The most common reason for early withdrawals is mortgage loan distress. People who are behind on mortgage payments, or who fear they will fall behind, are raiding their retirement accounts just to keep up. "Our analysis confirms what everyone suspected, which is that people are also using their retirement savings to help out in the short term, when a child is going to college or a spouse loses a job," notes Stafford.
"Sure, many employers make participation [in 401(k) plans] mandatory, but you can subvert your employer's mandate by borrowing against the money for any number of reasons," he adds.
The study found that about 6% of adults aged 25 to 44 reported cashing in some of their pension money. At age 59 ½, when penalties for early withdrawal end, the percentage of Boomers raiding their retirement funds rises to 15% -- a proportion about equal to the rate of withdrawal among those aged 65 and 66, who are more likely to have already retired.
These data come from the Panel Study of Income Dynamics, a survey of nationally representative households that the U-M Institute for Social Research has been conducting since 1968. Researchers interviewed the same families every two years, to get a look at how changes in the economy affected how people handled their retirement savings. Early withdrawals jumped in 2001, after 9/11, then stabilized for while and leapt again from 2007 to 2009.

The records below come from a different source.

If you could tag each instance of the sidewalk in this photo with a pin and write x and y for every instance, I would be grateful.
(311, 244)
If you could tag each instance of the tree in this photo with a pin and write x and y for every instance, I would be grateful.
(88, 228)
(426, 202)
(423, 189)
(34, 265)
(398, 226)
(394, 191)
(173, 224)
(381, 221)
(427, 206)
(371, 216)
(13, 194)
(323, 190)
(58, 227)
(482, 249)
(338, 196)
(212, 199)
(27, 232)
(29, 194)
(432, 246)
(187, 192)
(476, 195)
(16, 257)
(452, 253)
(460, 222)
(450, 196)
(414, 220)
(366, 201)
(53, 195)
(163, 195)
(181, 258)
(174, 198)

Stafford and his colleagues believe the temptation to spend retirement money early is going to increase. "With defined benefit plans, people cannot touch the money before they retire," Stafford says. "Now, with General Motors (GM), Ford (F), and many state and local governments offering 'conversions' of defined benefit pensions, giving out lump sums in place of monthly pension checks, this problem [of using retirement funds for short-term expenses] is going to get bigger."
The study's most ominous finding, however, is that only about a third of employees have any retirement savings to dip into, either now or later on. "We found that participation in defined contribution plans declined, from 33% of employed men in 1999 to 2001, to 30% in 2007 to 2009," Stafford says. "That is the opposite of what we expected."